# MiNi RiG



## Anarion (Aug 29, 2005)

!​


----------



## Solaris17 (Aug 29, 2005)

give us some specs


----------



## wazzledoozle (Aug 29, 2005)

Sweet! Its like a Mac Mini except its not a crappy Mac!


----------



## spectre440 (Aug 29, 2005)

aawww.... thats so cute i just wanna hug it!
hehehehe....

very very very nice.


----------



## Dippyskoodlez (Aug 29, 2005)

wazzledoozle said:
			
		

> Sweet! Its like a Mac Mini except its not a crappy Mac!




Mac minis dont suck....

nice work, but that fan coulda been hidden better imo


----------



## djbbenn (Aug 29, 2005)

wazzledoozle said:
			
		

> Sweet! Its like a Mac Mini except its not a crappy Mac!



Lol...

Very nice there Anarion.  

-Dan


----------



## wtf8269 (Aug 29, 2005)

Dippyskoodlez said:
			
		

> Mac minis dont suck....
> 
> nice work, but that fan coulda been hidden better imo


I disagree. I think the PowerMac G5's are nice, but I don't like the Mac Mini, the specs look just too bad to me. It's like buying a miniture version of a computer from the late 90's. Don't get me wrong, Mac Minis are well built and they serve their purpose, I just think it'd be too slow for me. I'd much rather have what Anarion built. That or a Frag Box, but with this you can say that you built it yourself. Good job Anarion.


----------



## Dippyskoodlez (Aug 29, 2005)

wtf8269 said:
			
		

> I disagree. I think the PowerMac G5's are nice, but I don't like the Mac Mini, the specs look just too bad to me. It's like buying a miniture version of a computer from the late 90's. Don't get me wrong, Mac Minis are well built and they serve their purpose, I just think it'd be too slow for me.
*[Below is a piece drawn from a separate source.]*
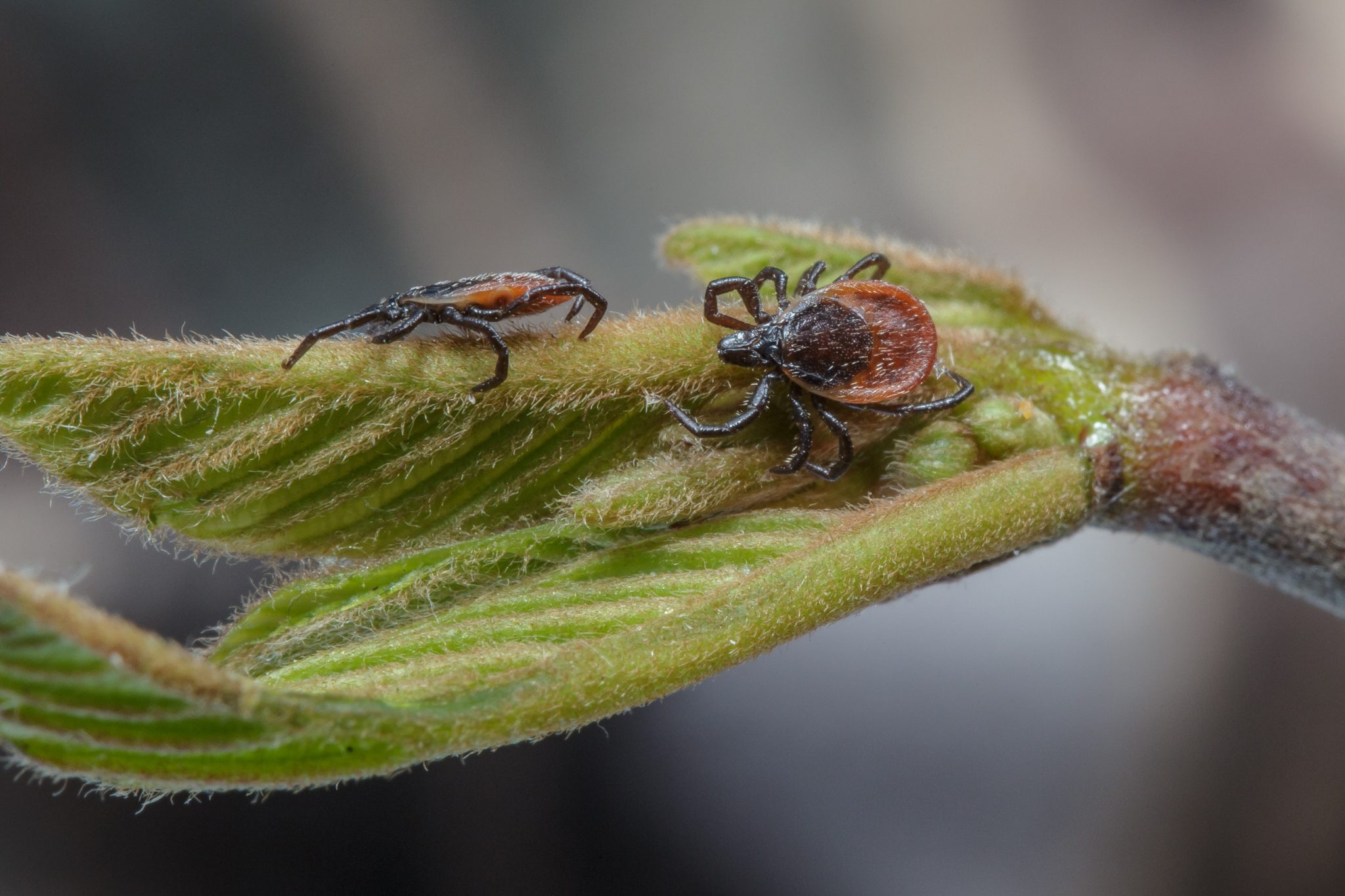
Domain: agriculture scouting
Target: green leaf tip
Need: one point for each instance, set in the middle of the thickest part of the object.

I'd much rather have what Anarion built. That or a Frag Box, but with this you can say that you built it yourself. Good job Anarion.



true, but the mac mini is targeted to the same audience that loves Mitx and someone needing a really tiny pc..

the mac mini is a **LOT** faster than the via cpu's..  

and yea.. G5's are schweet... Get to use one at school.


----------



## wazzledoozle (Aug 30, 2005)

Dippyskoodlez said:
			
		

> true, but the mac mini is targeted to the same audience that loves Mitx and someone needing a really tiny pc..
> 
> the mac mini is a **LOT** faster than the via cpu's..
> 
> and yea.. G5's are schweet... Get to use one at school.


You can get Micro ATX boards with non-via cpu's. An Athlon XP mobile would smack around the low end parts in a Mac Mini.

And that looks like a pre-made case, is it? If so, I need to know where so I can buy one immediately!


----------